Notice there’s no real process for defining the right product before development occurs (note: asking users what they ‘need’ is not a substitute for fully defining a new product, as people usually ask for improved versions of what they already have). In addition to having no real process, the product definition phase typically is not directly funded. In essence, it’s invisible, and we have the data to show the ramifications of this invisibility.

CB Insights recently published a report on the top 12 reasons why startups fail, which can also be applied to any new ventures. Here’s the main summary chart on the landing page. (I highly recommend downloading the full report.)

What’s interesting to me is that taking the time to define the right product can reduce or even eliminate the risk of failing for 8 of the 12 reasons:

Failures can be directly avoided by defining the right product:

  • No market need
  • Got outcompeted
  • Flawed business model
  • Pricing/cost issues
  • Product mistimed
  • Poor product

 

Failures that can be indirectly avoided by defining the right product:

  • Ran out of cash
  • Pivot gone bad

 

The rest are due to unfavorable regulatory/regulation environments, or due to team issues.

It’s true that new ventures need funding to gain traction.
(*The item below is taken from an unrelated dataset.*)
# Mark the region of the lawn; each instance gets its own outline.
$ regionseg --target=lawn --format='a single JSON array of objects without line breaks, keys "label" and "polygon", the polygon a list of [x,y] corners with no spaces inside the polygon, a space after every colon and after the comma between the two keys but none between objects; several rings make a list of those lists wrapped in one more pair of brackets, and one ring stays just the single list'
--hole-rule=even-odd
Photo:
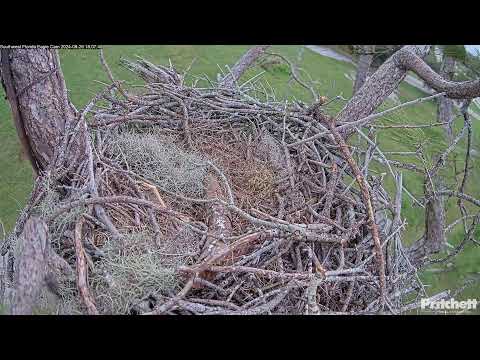
[{"label": "lawn", "polygon": [[[175,67],[182,72],[191,65],[190,74],[215,79],[217,73],[225,71],[225,65],[231,65],[247,49],[248,46],[106,46],[104,52],[115,76],[118,79],[126,80],[130,84],[140,84],[141,81],[134,77],[128,70],[119,66],[120,57],[134,58],[139,55],[147,60],[168,64],[169,60]],[[320,56],[308,49],[300,51],[300,46],[274,46],[270,51],[281,53],[291,61],[298,61],[299,66],[306,70],[301,71],[301,76],[308,79],[307,72],[321,95],[333,97],[341,94],[345,98],[352,95],[352,81],[349,79],[354,67],[351,64],[329,59]],[[100,82],[107,82],[107,77],[100,65],[97,50],[62,50],[60,51],[62,69],[65,75],[70,97],[77,108],[83,108],[87,102],[101,88]],[[255,73],[263,71],[256,67],[245,74],[245,78],[253,76]],[[311,101],[311,95],[307,90],[292,82],[289,83],[289,70],[286,65],[277,65],[263,75],[263,82],[266,87],[275,89],[277,99],[301,99]],[[195,80],[190,76],[188,81]],[[99,82],[96,82],[99,81]],[[206,83],[206,80],[200,80]],[[4,97],[3,89],[0,95]],[[400,100],[407,101],[425,96],[421,91],[408,85],[402,84],[399,89]],[[337,101],[329,106],[328,111],[337,112],[344,102]],[[387,101],[382,108],[392,106],[393,102]],[[433,102],[422,103],[413,107],[405,108],[386,118],[382,118],[378,123],[390,124],[399,121],[409,124],[427,124],[436,121],[436,106]],[[479,152],[480,143],[480,121],[473,121],[474,131],[474,149]],[[456,121],[456,131],[459,131],[463,121]],[[357,141],[353,139],[352,141]],[[423,145],[426,151],[427,161],[445,147],[444,132],[440,127],[427,129],[409,129],[381,132],[378,141],[384,151],[412,151],[417,145]],[[0,102],[0,221],[3,222],[7,231],[12,229],[18,211],[23,207],[28,193],[32,186],[32,173],[26,161],[19,158],[19,144],[16,139],[15,129],[12,124],[10,109],[6,101]],[[463,169],[463,151],[465,141],[462,141],[455,153],[449,158],[449,166],[453,166],[456,161],[457,168]],[[403,156],[397,159],[408,160],[422,165],[416,159],[408,159]],[[467,184],[467,193],[473,196],[480,196],[480,188],[475,186],[474,180],[479,178],[478,155],[472,157],[472,174]],[[380,166],[376,166],[378,171],[384,171]],[[448,178],[453,183],[454,178]],[[387,189],[393,189],[393,183],[389,176],[386,177]],[[410,172],[404,173],[404,185],[414,194],[421,198],[423,194],[423,180]],[[421,208],[413,207],[411,201],[404,197],[403,216],[408,222],[408,230],[404,233],[406,243],[411,243],[423,232],[424,214]],[[455,200],[448,203],[447,217],[451,222],[459,217],[455,209]],[[478,239],[480,231],[477,231]],[[461,241],[463,229],[457,226],[455,231],[449,236],[449,243],[453,246]],[[477,274],[480,272],[480,250],[471,245],[467,246],[466,251],[458,256],[445,272],[426,272],[422,276],[431,284],[431,292],[438,291],[445,287],[453,287],[458,284],[459,279]],[[478,285],[468,289],[462,298],[480,297],[480,287]]]}]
So of course, the leaders of these ventures will do what is necessary to get the funding their companies need. And the way to get funding is to create something real enough to get data to support further investment.

My last post talked about “Data Traps” and how many commonly used product testing methods support confirmation biases and fail to reveal flaws in the initial concept. This is what typically happens when a robust product definition phase is rushed or eliminated. The ugly truth is that a large portion of investment dollars fund the development and scale of products that are based on not much more than hunches backed by data that supports initial confirmation biases.

No responsible investor wants to fund an unproven idea, but the product that is the fastest and easiest to develop is often not the right one. I’m sure that no responsible investor is consciously encouraging the development of the wrong product offering, but this is what is happening. The amount of time and money wasted on developing the wrong product is far greater than the amount of time and money that could be wisely spent defining the right product.

What can we do about it? We can start by asking better questions, funding the work to answer these questions, and refusing to fund continued development and scale until these questions are addressed. The questions should dig deep to reveal logic flaws and confirmation biases. Here are some examples to get started:

  • What behaviors in the market are prompting the need for the idea?
  • What is motivating these behaviors?
  • What problem(s) should be solved to better satisfy these behaviors?
  • What are all the ways to solve the problem(s)? Are we looking beyond our domain for how the problem could be solved? How is it solved in other industries? What would ensure a competitive advantage?
  • What assessments have been done to know our solution is on the right track? What are the results telling us? What will we do about it?
  • What will be our guiding criteria for success? How will this criteria guide our future decision-making?

The key here is not to focus on answering the questions themselves, but to assess the level of rigor to which they were fully addressed.

How are you addressing these questions in your work? What are others you might add?